The ostrich farms of Oudtshoorn
Speaking of Oudtshoorn, the town declares itself the ostrich capital of the world, and is home to numerous ostrich farms. In fact you can’t get away from ostriches here – you’ll see them running around the fields and see their leather, feathers and eggs (made into lampshades) monopolise the shops. Tasty ostrich burgers grace almost every menu, and we’d highly recommend you try one (good news for adventure cavers – they are low in fat). Visit an ostrich farm to learn more about these enormous birds, feed one and see just how strong their egg shells are (answer: very).

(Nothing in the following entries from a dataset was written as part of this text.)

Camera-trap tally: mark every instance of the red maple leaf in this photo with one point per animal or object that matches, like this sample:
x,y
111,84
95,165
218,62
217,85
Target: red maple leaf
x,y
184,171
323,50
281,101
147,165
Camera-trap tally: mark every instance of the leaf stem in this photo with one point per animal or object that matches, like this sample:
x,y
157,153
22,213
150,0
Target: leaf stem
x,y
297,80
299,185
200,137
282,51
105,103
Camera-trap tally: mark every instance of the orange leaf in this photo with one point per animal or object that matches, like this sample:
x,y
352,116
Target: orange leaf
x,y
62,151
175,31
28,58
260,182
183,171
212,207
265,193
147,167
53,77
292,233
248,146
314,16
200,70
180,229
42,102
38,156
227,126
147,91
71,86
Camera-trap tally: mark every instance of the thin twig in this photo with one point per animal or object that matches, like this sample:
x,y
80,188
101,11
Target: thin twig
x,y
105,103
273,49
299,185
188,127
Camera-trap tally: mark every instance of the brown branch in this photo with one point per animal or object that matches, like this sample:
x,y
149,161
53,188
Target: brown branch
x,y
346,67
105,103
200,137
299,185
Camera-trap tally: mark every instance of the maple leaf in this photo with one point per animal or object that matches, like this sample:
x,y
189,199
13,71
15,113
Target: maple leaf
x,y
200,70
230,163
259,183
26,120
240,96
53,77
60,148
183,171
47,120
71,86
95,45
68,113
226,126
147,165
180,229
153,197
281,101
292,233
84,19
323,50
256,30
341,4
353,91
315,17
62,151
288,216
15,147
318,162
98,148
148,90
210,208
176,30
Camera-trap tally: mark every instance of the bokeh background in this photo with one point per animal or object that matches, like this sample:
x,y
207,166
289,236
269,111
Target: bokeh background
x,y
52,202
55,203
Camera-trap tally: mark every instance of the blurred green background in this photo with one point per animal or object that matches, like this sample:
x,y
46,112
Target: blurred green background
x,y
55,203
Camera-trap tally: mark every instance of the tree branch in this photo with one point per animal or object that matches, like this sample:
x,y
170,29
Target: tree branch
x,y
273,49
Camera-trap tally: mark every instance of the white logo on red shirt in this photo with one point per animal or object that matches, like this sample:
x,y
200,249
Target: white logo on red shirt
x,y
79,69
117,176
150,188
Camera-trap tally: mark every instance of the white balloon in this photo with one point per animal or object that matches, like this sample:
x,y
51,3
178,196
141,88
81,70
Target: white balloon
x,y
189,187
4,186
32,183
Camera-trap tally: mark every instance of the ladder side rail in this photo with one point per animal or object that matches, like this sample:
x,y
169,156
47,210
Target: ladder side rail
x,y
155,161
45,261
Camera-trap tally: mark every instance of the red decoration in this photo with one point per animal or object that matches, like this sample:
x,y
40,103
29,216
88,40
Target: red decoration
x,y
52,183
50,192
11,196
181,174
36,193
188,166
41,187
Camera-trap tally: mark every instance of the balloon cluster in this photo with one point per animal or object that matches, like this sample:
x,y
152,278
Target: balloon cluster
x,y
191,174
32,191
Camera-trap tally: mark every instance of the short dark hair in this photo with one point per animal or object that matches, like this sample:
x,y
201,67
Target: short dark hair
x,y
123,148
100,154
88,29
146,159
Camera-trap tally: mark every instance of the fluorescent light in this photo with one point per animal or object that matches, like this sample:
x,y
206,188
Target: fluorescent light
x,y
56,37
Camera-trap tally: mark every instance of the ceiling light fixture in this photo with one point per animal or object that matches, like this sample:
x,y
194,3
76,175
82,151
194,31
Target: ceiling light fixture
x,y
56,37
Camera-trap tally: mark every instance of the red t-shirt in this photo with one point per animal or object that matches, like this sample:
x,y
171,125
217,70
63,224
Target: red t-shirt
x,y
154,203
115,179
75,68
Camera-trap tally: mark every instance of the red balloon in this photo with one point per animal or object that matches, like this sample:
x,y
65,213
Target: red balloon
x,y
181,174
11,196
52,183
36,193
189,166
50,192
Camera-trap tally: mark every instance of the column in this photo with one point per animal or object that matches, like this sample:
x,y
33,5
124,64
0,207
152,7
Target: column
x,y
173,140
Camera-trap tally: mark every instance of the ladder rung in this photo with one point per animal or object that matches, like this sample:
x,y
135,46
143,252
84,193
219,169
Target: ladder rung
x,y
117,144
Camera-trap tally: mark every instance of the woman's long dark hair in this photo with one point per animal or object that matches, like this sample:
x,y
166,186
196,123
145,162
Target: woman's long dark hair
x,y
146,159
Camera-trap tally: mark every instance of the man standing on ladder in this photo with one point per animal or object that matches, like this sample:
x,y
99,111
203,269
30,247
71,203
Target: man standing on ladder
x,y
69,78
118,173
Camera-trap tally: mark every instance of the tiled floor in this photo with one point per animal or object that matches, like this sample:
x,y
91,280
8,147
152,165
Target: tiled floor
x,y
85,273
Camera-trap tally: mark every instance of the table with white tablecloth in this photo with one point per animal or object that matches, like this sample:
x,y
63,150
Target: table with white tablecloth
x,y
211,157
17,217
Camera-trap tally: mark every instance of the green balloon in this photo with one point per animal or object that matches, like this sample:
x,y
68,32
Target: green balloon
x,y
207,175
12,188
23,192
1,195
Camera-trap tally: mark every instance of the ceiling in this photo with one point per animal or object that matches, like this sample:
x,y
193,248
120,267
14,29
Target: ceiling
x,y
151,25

The Garden Route is a fantastic whale and dolphin watching destination. Glitzy Plettenberg Bay leads the way, with pretty Hermanus a close second. Jump in a boat or watch from the shore as you spot humpback whales breaching (May-June) and calving (November-February) or southern right whales frolicking (June-November). Bottlenose dolphins are found playing in the surf year-round, and the Plettenberg Bay’s Robberg Nature Reserve is a great place to observe the Cape fur seal.
Storms River Mouth
At the eastern end of the Garden Route, a rather rickety suspension bridge spans the mouth of Storms River, offering sweeping views of the coastline and a bird’s eye view of the crashing waves below. Storms River is all about the adrenaline sports, and fearless adventurers venture here to fling themselves off the 216-metre high Bloukrans Bridge, with nothing but an elastic band strapped to their feet as part of the world’s highest commercial bungee jump. Less scary, and no doubt less stomach churning, are the scenic hikes on offer in nearby Tsitsikamma National Park.